Cualquiera pudiera sonreír con la lectura de este párrafo que, lógicamente, no fue calcado de la vida real. Sin embargo, esa presunta ficción lingüística dibuja un vicio nada cómico y sí demasiado grave que nos azota en estos días con cierta frecuencia: la repetición mecánica de frases de cualquier tipo.
En innumerables circunstancias —no solo en asambleas, mítines y congregaciones— saltan a la luz personajes que parecen haberse pasado las dos noches anteriores memorizando textos «hermosos al oído» para dispararlos con rimbombancia frente al público.
Citan y recitan con frialdad locuciones de héroes, o líderes, de clásicos o contemporáneos, aprendidas con tal grado de rigidez que el olvido de un solo término hace despeñarlos por el precipicio del ridículo.

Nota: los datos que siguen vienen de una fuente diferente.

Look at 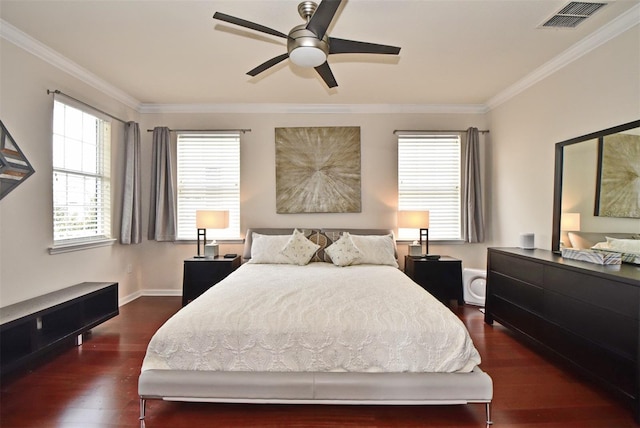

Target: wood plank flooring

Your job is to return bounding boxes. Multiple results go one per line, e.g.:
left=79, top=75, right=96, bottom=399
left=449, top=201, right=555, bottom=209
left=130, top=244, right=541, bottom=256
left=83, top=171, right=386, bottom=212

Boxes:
left=1, top=296, right=637, bottom=427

A veces halan por los pelos la oración prefabricada; la insertan a la fuerza en una perorata sobre los «huertos intensivos», aunque el pensamiento memorizado se refiera a la importancia de la música salsa.
Y en ocasiones llegan a trastocar —o a inventar— autores, fechas y circunstancias, lo que puede conducirlos a asegurar que alguien sagrado de historia expresó: «Robar libros no es robar».
Por supuesto, no resulta un pecado acudir a la sentencia bella que en otro tiempo glorificó el lenguaje y estremeció conciencias, corazones, almas. No es yerro ni barbaridad transportar al presente la idea pasada que ahora sigue siendo roca ante lo dúctil o lamparilla ante el ocaso.
El pecado, superlativo, se anida en que esas frases aludidas casi siempre se pronuncian en un ejercicio de robotización del intelecto, como un acto de imitación del papagayo, un animal que puede articular palabras de otro pero no piensa, ni crea, ni imagina nada.
La barbaridad radica en que esas declamaciones, en oportunidades, nacen al tratar asuntos trascendentales de una fábrica, de un territorio o de la mismísima nación.
En esta era, por ejemplo, he visto pasmado cómo algunos han puesto de moda, ante cualquier problema terrenal o divino, el recital del concepto de Revolución, como si con él abrieran el sésamo fabuloso o frotaran la conocida lámpara del cuento.
Bien nos alertó Raúl, en su inolvidable discurso del 26 de Julio en Camagüey, que para avanzar y crecer como pueblo necesitamos llevar a diario —de manera creadora y renovadora, no como autómatas— el significado de esa Revolución conceptuada oportunamente por Fidel.
Esa Revolución es teoría y filosofía, claro. Pero, por encima de todo, hechos, acciones, actitudes. No se parece en nada a una abstracción, ni a la forma invisible del viento, ni al concierto de un papagayo que no ha aprendido todavía —¡no quería terminar mi intervención sin señalarlo!— que aprender de memoria es, como dijo Varela, el mayor de los absurdos.